Bolt doesn’t have built-in hosting for your projects. You can choose to:
- Use Bolt’s Netlify integration: this connects Bolt to Netlify, enabling one-click deployments from within Bolt. You’ll need to design your project with Netlify’s hosting in mind. Follow the Netlify integration guide to set this up and to learn more about building for Netlify.
- For mobile applications, build with Expo and deploy to the app stores. Follow the Expo integration guide.
- Connect to GitHub and set up deployments from GitHub using other CI/CD tools: this is a common devops pattern. The GitHub integration guide walks you through connecting Bolt and GitHub. You’ll then need to set up your own build and deployment tools.
- Download your project, and use any deployment option you prefer.
If you’re new to building applications and not sure what option to choose, Bolt’s connection to Netlify is the quickest to set up.
New to hosting
You don’t have to understand deployment and hosting to start building with Bolt, but once you get to the point of deploying your application, it helps to have some knowledge of the concepts and terminology.
If you’re completely new to deploying and hosting websites and web apps, here’s a brief introduction to key concepts. Note that this description is a simplified version of a complex topic. It assumes you’re building a fairly standard site.

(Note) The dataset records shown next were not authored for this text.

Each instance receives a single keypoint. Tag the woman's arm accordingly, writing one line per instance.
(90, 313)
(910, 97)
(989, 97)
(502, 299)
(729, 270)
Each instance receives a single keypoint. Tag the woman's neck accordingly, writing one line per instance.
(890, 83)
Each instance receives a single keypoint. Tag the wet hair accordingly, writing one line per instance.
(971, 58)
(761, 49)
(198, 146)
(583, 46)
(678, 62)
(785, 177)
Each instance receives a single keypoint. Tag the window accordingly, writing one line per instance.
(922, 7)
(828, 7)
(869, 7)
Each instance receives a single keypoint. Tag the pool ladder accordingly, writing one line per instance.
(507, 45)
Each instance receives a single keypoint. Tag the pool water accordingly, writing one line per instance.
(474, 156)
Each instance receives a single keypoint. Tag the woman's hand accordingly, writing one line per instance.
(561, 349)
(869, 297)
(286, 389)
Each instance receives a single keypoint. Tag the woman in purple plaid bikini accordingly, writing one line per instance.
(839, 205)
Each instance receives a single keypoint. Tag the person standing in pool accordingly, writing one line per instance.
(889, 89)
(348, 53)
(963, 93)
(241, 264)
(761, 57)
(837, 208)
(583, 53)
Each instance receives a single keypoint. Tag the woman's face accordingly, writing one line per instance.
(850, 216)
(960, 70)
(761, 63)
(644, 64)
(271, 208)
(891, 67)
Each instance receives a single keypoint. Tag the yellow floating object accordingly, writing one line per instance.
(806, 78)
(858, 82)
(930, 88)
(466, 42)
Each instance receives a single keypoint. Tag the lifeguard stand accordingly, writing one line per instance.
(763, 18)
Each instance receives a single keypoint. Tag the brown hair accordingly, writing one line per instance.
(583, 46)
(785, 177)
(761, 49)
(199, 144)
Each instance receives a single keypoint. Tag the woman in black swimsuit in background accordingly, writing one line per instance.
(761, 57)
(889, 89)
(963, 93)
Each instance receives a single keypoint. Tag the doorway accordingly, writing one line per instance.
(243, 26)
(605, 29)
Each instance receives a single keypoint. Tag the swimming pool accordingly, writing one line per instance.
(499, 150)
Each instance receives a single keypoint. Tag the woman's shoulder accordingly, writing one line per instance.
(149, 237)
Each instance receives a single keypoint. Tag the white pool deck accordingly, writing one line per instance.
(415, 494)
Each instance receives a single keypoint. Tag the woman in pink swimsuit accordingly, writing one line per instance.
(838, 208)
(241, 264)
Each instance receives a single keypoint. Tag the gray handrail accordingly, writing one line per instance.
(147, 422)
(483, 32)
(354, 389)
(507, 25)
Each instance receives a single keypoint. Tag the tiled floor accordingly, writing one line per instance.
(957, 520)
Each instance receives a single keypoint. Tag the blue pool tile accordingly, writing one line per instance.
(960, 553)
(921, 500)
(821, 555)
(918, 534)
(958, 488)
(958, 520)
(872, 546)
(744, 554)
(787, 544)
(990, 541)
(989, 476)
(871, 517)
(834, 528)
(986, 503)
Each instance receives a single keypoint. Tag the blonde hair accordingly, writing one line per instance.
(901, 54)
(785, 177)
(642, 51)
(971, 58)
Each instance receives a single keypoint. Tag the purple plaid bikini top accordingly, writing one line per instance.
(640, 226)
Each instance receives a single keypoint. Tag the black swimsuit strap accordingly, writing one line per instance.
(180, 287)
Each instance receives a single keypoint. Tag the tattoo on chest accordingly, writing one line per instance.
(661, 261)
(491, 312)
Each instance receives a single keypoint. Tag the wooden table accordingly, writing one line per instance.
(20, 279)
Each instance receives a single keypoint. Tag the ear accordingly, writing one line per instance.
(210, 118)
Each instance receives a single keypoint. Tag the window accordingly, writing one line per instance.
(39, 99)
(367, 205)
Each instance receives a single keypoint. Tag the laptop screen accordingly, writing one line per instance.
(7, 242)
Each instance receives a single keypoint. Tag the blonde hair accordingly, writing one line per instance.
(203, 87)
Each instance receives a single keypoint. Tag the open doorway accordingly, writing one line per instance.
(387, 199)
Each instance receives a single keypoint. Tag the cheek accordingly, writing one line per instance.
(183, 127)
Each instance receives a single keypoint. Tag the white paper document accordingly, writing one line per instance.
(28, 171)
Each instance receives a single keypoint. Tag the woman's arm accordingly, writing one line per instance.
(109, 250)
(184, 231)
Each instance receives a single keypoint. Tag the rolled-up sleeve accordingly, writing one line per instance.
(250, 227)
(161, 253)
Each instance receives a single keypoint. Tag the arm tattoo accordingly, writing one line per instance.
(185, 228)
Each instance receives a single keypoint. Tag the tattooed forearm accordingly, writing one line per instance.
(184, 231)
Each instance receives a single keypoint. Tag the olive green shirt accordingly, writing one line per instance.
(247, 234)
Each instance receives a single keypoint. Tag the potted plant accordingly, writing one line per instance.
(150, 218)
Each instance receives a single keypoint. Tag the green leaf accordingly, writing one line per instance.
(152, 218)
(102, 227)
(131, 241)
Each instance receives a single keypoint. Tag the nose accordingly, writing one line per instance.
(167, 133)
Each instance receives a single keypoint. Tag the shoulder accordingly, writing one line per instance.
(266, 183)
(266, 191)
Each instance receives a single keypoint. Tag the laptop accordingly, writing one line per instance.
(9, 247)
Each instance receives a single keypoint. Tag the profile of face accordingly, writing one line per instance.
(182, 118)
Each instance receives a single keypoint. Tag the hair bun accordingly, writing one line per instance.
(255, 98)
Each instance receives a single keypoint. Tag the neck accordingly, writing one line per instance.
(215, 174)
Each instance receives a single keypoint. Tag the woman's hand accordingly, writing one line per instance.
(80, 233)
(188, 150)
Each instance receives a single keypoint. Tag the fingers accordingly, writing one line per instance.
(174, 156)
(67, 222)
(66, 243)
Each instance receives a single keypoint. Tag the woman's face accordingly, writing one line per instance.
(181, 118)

Users, browsers, and servers
When you build a website or application, you need a way to get it to users. For any website or web app, this means hosting the site on a server. The interaction with the site goes like this:
- A user goes to your website in their browser.

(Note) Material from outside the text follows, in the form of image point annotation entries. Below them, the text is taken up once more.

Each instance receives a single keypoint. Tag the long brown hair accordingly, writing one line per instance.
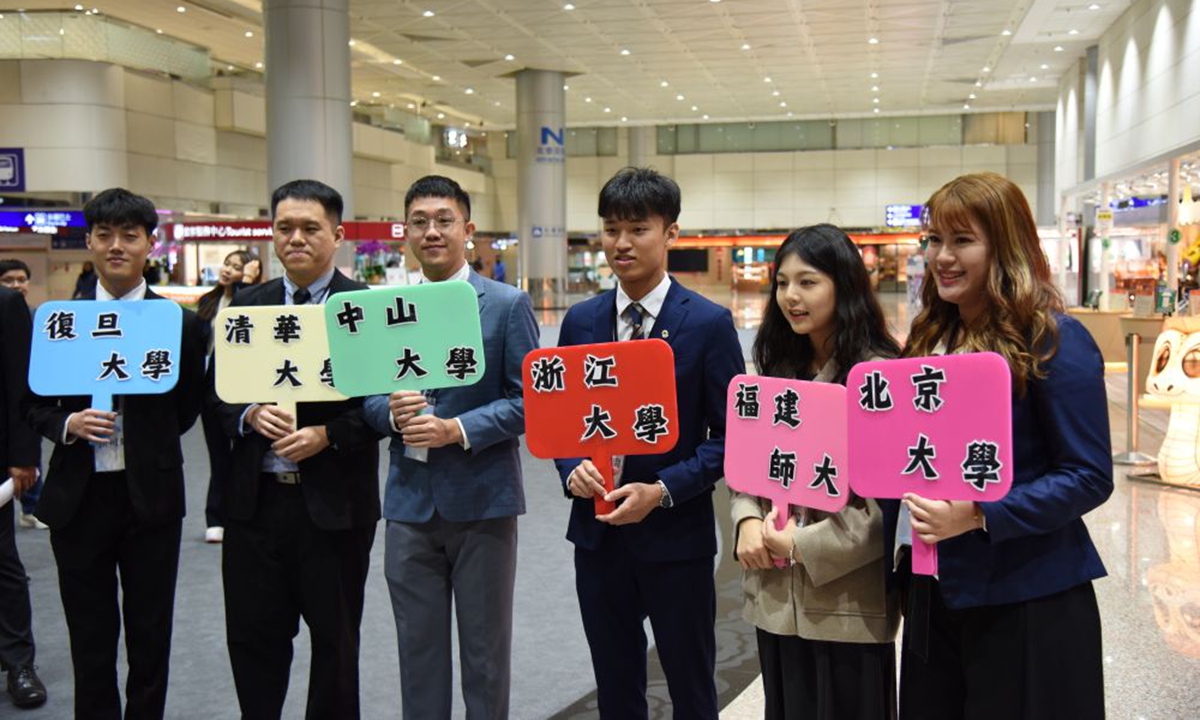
(207, 306)
(1019, 322)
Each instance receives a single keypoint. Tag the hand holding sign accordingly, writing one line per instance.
(274, 354)
(936, 427)
(598, 401)
(786, 442)
(420, 337)
(105, 348)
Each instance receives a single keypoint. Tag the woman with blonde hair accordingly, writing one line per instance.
(1009, 628)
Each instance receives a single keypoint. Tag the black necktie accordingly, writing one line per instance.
(636, 315)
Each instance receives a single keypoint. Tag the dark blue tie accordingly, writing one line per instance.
(636, 316)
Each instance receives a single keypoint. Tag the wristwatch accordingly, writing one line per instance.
(665, 501)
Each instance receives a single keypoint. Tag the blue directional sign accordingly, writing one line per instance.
(903, 216)
(105, 348)
(12, 169)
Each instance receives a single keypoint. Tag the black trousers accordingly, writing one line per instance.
(280, 568)
(813, 679)
(16, 618)
(617, 592)
(220, 465)
(1033, 660)
(102, 540)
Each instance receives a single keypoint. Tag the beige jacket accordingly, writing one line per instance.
(837, 592)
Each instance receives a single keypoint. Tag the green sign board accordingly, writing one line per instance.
(415, 337)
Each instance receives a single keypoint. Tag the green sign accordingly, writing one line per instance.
(415, 337)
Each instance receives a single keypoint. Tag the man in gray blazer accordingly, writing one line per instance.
(454, 487)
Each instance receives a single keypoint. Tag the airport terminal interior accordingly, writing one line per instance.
(769, 115)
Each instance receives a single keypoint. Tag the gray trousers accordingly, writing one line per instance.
(472, 564)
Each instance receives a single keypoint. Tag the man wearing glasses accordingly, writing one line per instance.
(454, 489)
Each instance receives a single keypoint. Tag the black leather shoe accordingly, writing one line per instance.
(25, 688)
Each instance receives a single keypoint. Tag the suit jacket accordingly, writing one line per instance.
(19, 445)
(707, 355)
(341, 483)
(1036, 543)
(837, 593)
(485, 481)
(154, 424)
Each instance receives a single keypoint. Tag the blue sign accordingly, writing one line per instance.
(12, 169)
(903, 216)
(105, 348)
(40, 221)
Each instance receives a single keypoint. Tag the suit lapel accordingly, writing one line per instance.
(477, 281)
(605, 321)
(675, 310)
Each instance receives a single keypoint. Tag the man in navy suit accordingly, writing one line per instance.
(454, 490)
(653, 556)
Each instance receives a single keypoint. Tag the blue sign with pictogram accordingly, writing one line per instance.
(12, 169)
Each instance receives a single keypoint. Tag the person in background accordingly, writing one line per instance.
(826, 622)
(219, 444)
(1009, 627)
(19, 453)
(16, 275)
(252, 273)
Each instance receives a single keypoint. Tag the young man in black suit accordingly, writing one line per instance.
(120, 511)
(19, 453)
(303, 501)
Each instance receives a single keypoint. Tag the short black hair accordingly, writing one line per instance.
(10, 264)
(438, 186)
(310, 190)
(637, 193)
(120, 208)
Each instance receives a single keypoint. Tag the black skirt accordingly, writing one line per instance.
(811, 679)
(1033, 660)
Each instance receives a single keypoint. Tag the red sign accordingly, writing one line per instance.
(601, 400)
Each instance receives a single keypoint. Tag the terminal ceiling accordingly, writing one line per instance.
(655, 61)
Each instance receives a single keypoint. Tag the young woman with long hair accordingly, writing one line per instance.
(209, 305)
(826, 623)
(1009, 627)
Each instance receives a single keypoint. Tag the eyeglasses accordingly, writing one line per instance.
(419, 226)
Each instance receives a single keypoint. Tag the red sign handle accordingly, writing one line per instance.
(604, 463)
(783, 511)
(924, 557)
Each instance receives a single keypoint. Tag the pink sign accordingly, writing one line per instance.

- The browser asks the server for the site.
- The server sends the website pages to the browser.
- The browser displays the site.
Depending on how complicated your site is, there may be multiple messages between the browser and server as the user interacts with the site.
Key terms
- CI/CD: continuous integration and continuous delivery. This is a devops practice, involving automating the processes to building, testing, and deploying code. GitLab provides a good introductory guide: CI/CD explained.
- Deployment: the process of getting your code onto your server.
- Devops: development operations.
the integration and automation of the software development and information technology operations (from Wikipedia)
- Hosting: storing your project on a server and making it available to users.
- Interaction: anything the user does. This includes entering a URL to go to a site, as well as things like clicking buttons or submitting forms.
- Request: the browser sends a message to the server.
- Response: the server replies to the browser.
- Web apps: interactive software applications that run in a browser. For example, Bolt itself is a web app.